Building the MBT will inevitably lead to new and expanded mining, which would tear up land, remove aquifers, and pollute streams. Building this terminal would lock us in to many years of new coal infrastructure in an economic environment that doesn’t require them.

What does the draft Environmental Impact Statement say?

A coal train backs up traffic in Billings.

A coal train backs up traffic in Billings.

Rail impacts: more pollution, more coal dust, more delays for emergency responders

The draft EIS recognizes some of the impacts that increased coal train traffic from the MBT would have on the community of Longview, Washington. These impacts include rail congestion, air pollution from coal dust and diesel exhaust, and long waits, and decreased access across train tracks for emergency response vehicles.

However, the draft EIS does not assess the rail impacts the MBT would have in Montana. The document acknowledges that trains destined for the port will originate in the PRB and travel through Montana, but does not study the impacts of increased rail transportation outside of the Longview area. This is an important issue that needs to be raised.

Climate impacts: the equivalent of more than 672,000 cars

A draft EIS conducted by the Washington State Department of Ecology concludee that MBT would have significant climate impacts, likely ranging around 3.2 million metric tons of CO2 annually. This is equivalent to adding about 672,100 passenger cars on the road each year. This document also presents scenarios under which the climate impacts could be even higher- up to 27 million tons/year.  Unfortunately, the draft EIS prepared by the Army Corps only accounts for the greenhouse gas emissions directly associated with the operation of the terminal and ignores the emissions that would result from the 44 million new tons of coal that would be exported and burned every year.

Coal’s long-term costs

Exporting a dirty, 19th century fuel is not an effective or sustainable path to prosperity or energy security in the 21st century. Coal exported overseas doesn’t keep lights on or homes warm in Montana, Washington, or in the United States.

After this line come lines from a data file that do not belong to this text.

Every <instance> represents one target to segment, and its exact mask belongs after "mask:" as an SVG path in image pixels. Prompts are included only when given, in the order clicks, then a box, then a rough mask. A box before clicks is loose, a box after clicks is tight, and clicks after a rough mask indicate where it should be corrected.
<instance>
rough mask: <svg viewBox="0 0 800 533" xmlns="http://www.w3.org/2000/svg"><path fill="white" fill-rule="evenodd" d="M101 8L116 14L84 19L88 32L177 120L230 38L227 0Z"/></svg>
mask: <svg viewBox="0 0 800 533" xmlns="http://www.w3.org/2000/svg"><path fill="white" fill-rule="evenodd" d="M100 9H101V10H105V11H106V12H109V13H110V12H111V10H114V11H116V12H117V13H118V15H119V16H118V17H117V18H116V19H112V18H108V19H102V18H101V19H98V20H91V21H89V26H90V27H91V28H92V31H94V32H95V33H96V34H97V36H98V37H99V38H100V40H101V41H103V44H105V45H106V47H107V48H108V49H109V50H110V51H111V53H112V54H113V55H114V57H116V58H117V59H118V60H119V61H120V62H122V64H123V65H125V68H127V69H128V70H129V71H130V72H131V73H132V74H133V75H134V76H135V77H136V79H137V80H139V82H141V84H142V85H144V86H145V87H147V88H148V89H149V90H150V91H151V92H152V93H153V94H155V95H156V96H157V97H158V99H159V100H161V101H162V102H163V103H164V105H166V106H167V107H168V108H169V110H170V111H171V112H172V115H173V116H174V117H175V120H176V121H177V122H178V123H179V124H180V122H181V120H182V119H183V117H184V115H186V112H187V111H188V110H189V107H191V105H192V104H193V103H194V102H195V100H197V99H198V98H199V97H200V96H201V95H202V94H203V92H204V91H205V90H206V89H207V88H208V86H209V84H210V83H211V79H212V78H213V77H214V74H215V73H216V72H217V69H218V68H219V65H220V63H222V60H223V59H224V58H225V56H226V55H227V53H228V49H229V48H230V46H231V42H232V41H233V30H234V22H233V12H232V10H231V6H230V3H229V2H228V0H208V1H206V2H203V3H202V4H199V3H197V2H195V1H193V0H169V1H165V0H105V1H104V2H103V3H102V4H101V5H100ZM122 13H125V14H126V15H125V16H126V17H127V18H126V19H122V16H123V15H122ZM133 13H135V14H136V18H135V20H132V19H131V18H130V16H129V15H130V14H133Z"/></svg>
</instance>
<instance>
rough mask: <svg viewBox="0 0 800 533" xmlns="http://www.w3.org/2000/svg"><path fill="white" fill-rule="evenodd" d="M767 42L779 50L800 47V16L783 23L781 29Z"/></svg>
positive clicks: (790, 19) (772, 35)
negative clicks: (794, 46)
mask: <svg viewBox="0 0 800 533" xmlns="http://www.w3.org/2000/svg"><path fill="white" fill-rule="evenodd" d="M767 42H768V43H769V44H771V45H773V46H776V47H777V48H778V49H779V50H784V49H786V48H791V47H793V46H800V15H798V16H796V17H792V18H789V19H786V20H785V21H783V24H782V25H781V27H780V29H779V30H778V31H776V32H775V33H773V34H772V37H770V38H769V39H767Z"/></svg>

Exporting coal means we have to deal with the on-the-ground impacts here in Montana, including water and air pollution, damaged aquifers, condemnation of private property for coal infrastructure, and large increases in rail traffic across our state.

Wherever the coal is burned, the skies above Montana will be polluted. We will be adding substantially to the load of carbon dioxide in the earth’s atmosphere. In the process, we will be undermining our efforts to curb air pollution in America. Every dollar America invests in new coal development is a dollar that can’t be spent to develop clean energy jobs and true energy independence for our nation.

NoCoalExportsSignGulicks(2)_2013-10-10The DEIS completely ignores the impacts of new mining in Montana to meet demand created by construction of the port.


The draft EIS was made available for public review and comment on September 30, 2016. The Army Corps of Engineers collected public written comments online and by mail. The comment deadline closed on Nov. 29, 2016.

To access the draft EIS, visit http://www.millenniumbulkeiswa.gov/nepa-draft-eis.html

21st Century Economy for Montana

We’re at a turning point. Coal prices (Asian and domestic) are still low, while America’s solar industry is growing 20 times faster than the rest of the U.S.  economy. Solar power recently overtook coal-fired generation as a producer of electricity worldwide.  We can’t build the economy of the future on the energy of the past. Building new coal export infrastructure would lock us into decades of additional pollution and carbon emissions. The time is now to act on catastrophic global climate change and build the future we want for our children and grandchildren.